If we want to label the values of our new variable, we can use R's *ordered()* function, which tells R the variable is ordinal and allows us to add labels. 

In [None]:
public.hosp.recode <- public.hosp |> 
                            mutate(agesq = age^2,
                                   age4cat = case_when(
                                        age < 35 ~ 0,
                                        age >= 35 & age < 50 ~ 1,
                                        age >=50 & age < 65 ~ 2, 
                                        age >=65 ~ 3,
                                        TRUE ~ NA_real_ # anything not already assigned gets NA
                                   ))

public.hosp.recode$age4cat <- ordered(public.hosp.recode$age4cat,
                                   labels = c("0-34", "34-49", "50-64", "65+"))
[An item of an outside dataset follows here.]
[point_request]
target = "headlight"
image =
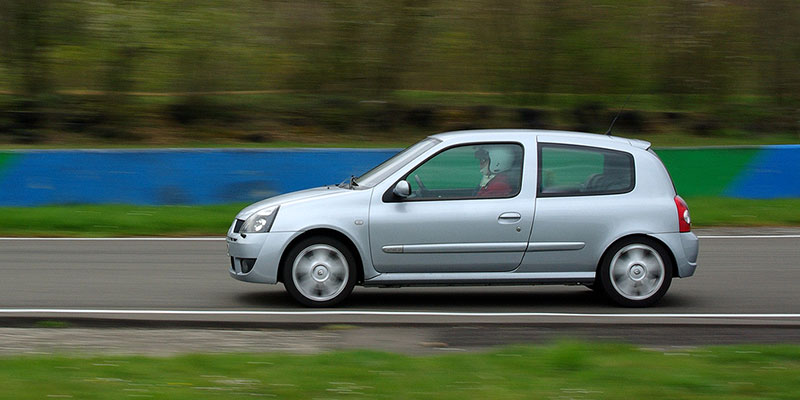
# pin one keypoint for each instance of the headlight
(261, 221)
table(public.hosp.recode$age4cat)

## Crosstabs 

I use cross-tabulations, or contingency tables, quite a bit in my own work. They are simple ways of seeing the joint frequency distribution of two (or more) variables together. There are several packages in R that can create crosstabs, although I haven't found one that I am perfectly happy with. Instead of using a specially-design package, let's rely on the **dplyr** functionality (part of **tidyverse**) to create our own crosstabs. 
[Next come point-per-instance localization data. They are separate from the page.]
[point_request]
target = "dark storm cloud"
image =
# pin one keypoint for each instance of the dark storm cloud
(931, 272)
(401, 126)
First, we can group our data by our independent (*public*) and dependent (*q9*) variables. Then, we can tell R to generate a count of the number of cases by the categories of *q9* and *public*. 

In [None]:
CT.summary <- public.hosp |> 
            group_by(q9, public) |>
            count()

CT.summary

We're getting closer, but what we really want is *public* to be in two separate columns, one for each of its values. *pivot_wider* reshapes the data, and *rename* obviously renames the columns, which would have simply been labeled as "0" and "1".

In [None]:
CT.tab <- CT.summary |>
            pivot_wider(names_from = public,    # switches the table from long to wide
                        values_from = n) |>
            rename(private = "0",              # gives intelligible names
                    public = "1")

CT.tab              

We're almost there! Now to calculate the percentages or proportions by column of data, we need to ungroup our data (*using group_by(NULL)*) and then call up *mutate()* one more time.
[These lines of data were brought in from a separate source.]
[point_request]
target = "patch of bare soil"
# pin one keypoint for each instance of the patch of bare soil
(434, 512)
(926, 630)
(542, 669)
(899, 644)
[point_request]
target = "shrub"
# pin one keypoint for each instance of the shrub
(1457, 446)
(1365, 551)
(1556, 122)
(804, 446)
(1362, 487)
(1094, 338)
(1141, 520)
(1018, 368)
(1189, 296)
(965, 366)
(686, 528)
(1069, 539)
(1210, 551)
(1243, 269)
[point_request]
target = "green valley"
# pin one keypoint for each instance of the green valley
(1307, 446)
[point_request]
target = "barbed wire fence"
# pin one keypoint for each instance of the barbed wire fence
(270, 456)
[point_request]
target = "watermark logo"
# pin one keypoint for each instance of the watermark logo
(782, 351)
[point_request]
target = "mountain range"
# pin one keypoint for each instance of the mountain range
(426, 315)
To make a nicer looking table, let's only select the columns we want to present. 

In [None]:
CT.tab.prop <- CT.tab |> group_by(NULL) |> # we need to ungroup our data or the summaries will
                                           # continue to be by values of q9
                    mutate(pct.private = 100*(private/sum(private)),
                           pct.public = 100*(public/sum(public)))
                    
CT.tab.prop |> select(q9, pct.private, pct.public)

## Mean comparisons and difference of means tests

Mean comparisons are easier, and we can calculate the mean comparison test simply by grouping our data and then running *summarise* with the *mean* function. Grouping is done by the independent variable in a mean comparison test, we are calculating the average of the dependent variable.

In [None]:
MC.tab <- public.hosp.recode |>
                    group_by(public) |>
                    summarise("Mean of q9" = mean(q9))

MC.tab

Hmmm. These look pretty similar. I'm not sure there is much of an effect of the public hospital prompt in the survey experiment. Let's test it more formally by calculating a t-test, which evaluates whether $\bar{y_{private}} - \bar{y_{public}}$ is significantly different from the null hypothesis of 0. 

In [None]:
t.test(q9 ~ public, data = public.hosp.recode, var.equal = TRUE)

What do you think? Is the experimental treatment significantly related to evaluations of whether the hospital acts in the interest of patients?